Data Processing Benchmark Featuring Rust, Go, Swift, Zig, Julia etc.

Java, JIT, and C++ Performance Debate

  • Several commenters argue the Java sample is misconfigured (SerialGC, no heap tuning, explicit System.gc()), so its poor showing vs C++ is not meaningful.
  • Others claim Java’s “abstraction penalty” should always leave it slower than C++, while multiple replies counter that modern JVM JITs can match or beat C++ on many workloads once warmup and heap sizing are handled correctly.
  • Deep dives into Java internals mention escape analysis, object flattening (Valhalla), speculation + deoptimization, and vtable inlining as reasons JIT can eliminate many overheads—though cache-unfriendly object layouts remain a real cost until inline/value types land.

Benchmark Methodology Criticisms

  • Many see the benchmark as “sloppy”: odd compiler/VM flags, minimal or inconsistent warmup, use of Stopwatch/wall time, GitHub Actions as a noisy environment, unclear IO/disk/cache conditions.
  • Code quality varies widely between languages; some implementations are obviously unoptimized or written by non-experts, undermining cross-language comparisons.
  • The multicore results (e.g., C# beating Go, Zig “concurrent” being slower) are widely suspected to reflect implementation details (channels, contention, SIMD usage) rather than language fundamentals.

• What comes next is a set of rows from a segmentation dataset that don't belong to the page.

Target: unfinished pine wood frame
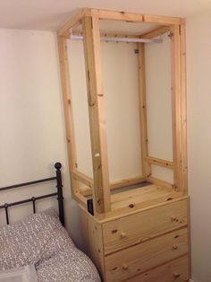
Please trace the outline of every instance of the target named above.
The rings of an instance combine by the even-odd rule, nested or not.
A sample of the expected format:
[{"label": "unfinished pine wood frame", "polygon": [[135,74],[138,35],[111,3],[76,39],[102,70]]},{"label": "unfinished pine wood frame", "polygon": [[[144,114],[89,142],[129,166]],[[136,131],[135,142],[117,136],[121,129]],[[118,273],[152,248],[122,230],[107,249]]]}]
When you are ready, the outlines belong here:
[{"label": "unfinished pine wood frame", "polygon": [[[172,117],[173,117],[173,162],[148,155],[147,105],[145,86],[145,43],[139,43],[138,57],[139,77],[139,117],[141,128],[142,172],[134,179],[122,180],[110,183],[108,172],[108,157],[106,145],[106,117],[103,78],[100,59],[100,20],[114,20],[126,22],[151,22],[160,25],[139,38],[151,39],[160,34],[170,32],[171,37],[171,68],[172,68]],[[87,74],[88,103],[90,127],[91,151],[93,162],[93,179],[84,175],[77,169],[75,156],[74,128],[72,119],[71,93],[68,79],[68,64],[66,55],[66,40],[71,30],[82,25],[85,65]],[[58,47],[61,66],[61,77],[66,125],[70,174],[72,195],[76,200],[87,208],[86,197],[92,194],[96,216],[117,215],[114,198],[111,189],[148,181],[168,191],[178,192],[178,198],[187,193],[187,156],[186,156],[186,98],[185,98],[185,40],[184,22],[181,18],[140,14],[126,12],[106,11],[98,9],[81,9],[58,31]],[[103,33],[105,36],[105,32]],[[118,36],[112,32],[106,35]],[[122,37],[134,37],[131,34],[122,34]],[[137,37],[137,36],[136,36]],[[158,165],[173,170],[174,182],[167,183],[151,175],[151,165]],[[79,181],[88,189],[80,191]],[[175,194],[176,195],[176,194]],[[174,196],[175,196],[174,195]],[[173,196],[173,197],[174,197]],[[118,195],[121,198],[121,193]],[[173,198],[169,197],[168,198]],[[175,196],[176,197],[176,196]],[[155,203],[158,203],[155,201]],[[122,207],[124,208],[125,207]],[[137,208],[139,205],[137,206]],[[122,209],[127,211],[128,208]],[[120,208],[120,213],[122,212]]]}]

Language-Specific Notes (Julia, Python, R, Lisp, Ruby)

  • Julia impresses compared to plain Python; users report 10–100x speedups when porting NumPy-heavy pipelines.
  • Only one Python variant is charted despite plain/numpy/numba versions existing.
  • R is missing; some argue it would be very slow, others say the included R code is old and uses a notoriously slow JSON package, so it’s not representative.
  • Common Lisp appears surprisingly slow; light tuning (types, better data structures, fewer allocations) can easily 2× it, suggesting similar easy gains likely exist in other languages.
  • Ruby’s multi-minute times vs sub-second others prompt questions about representativeness.

Systems, GC, and “Ignored” Languages (D, Zig, Nim, C#, Go)

  • D’s strong performance sparks “D gets no respect” comments; others point to ecosystem weakness and GC reliance, arguing Rust/Go/Java/C# are more compelling choices.
  • Zig and Odin’s weak results are blamed on poor implementations; some suspect LLM-generated code.
  • C# is praised for modern low-level features (SIMD, spans, stackalloc, source generators) and a strong ecosystem; its good multicore showing is attributed to explicit SIMD and contention-free parallelism.
  • Nim is cited as “Python-like but fast,” with LLMs making library development easier, though others are skeptical that LLMs truly lower the expertise bar.

Rules, “HO” Variants, and Broader Takeaways

  • Rules like “no SIMD” but “production-ready” and “must represent tags as strings” are called arbitrary and even exploitable (e.g., degenerate string encodings, interning).
  • Highly optimized (“HO”) versions using better data structures/algorithms can be 10–100× faster, underscoring that algorithm and design dominate language choice.
  • Many conclude this benchmark is fun but not authoritative; for real decisions, one should build problem-specific benchmarks or consult more rigorous suites (Benchmarksgame, Techempower, etc.).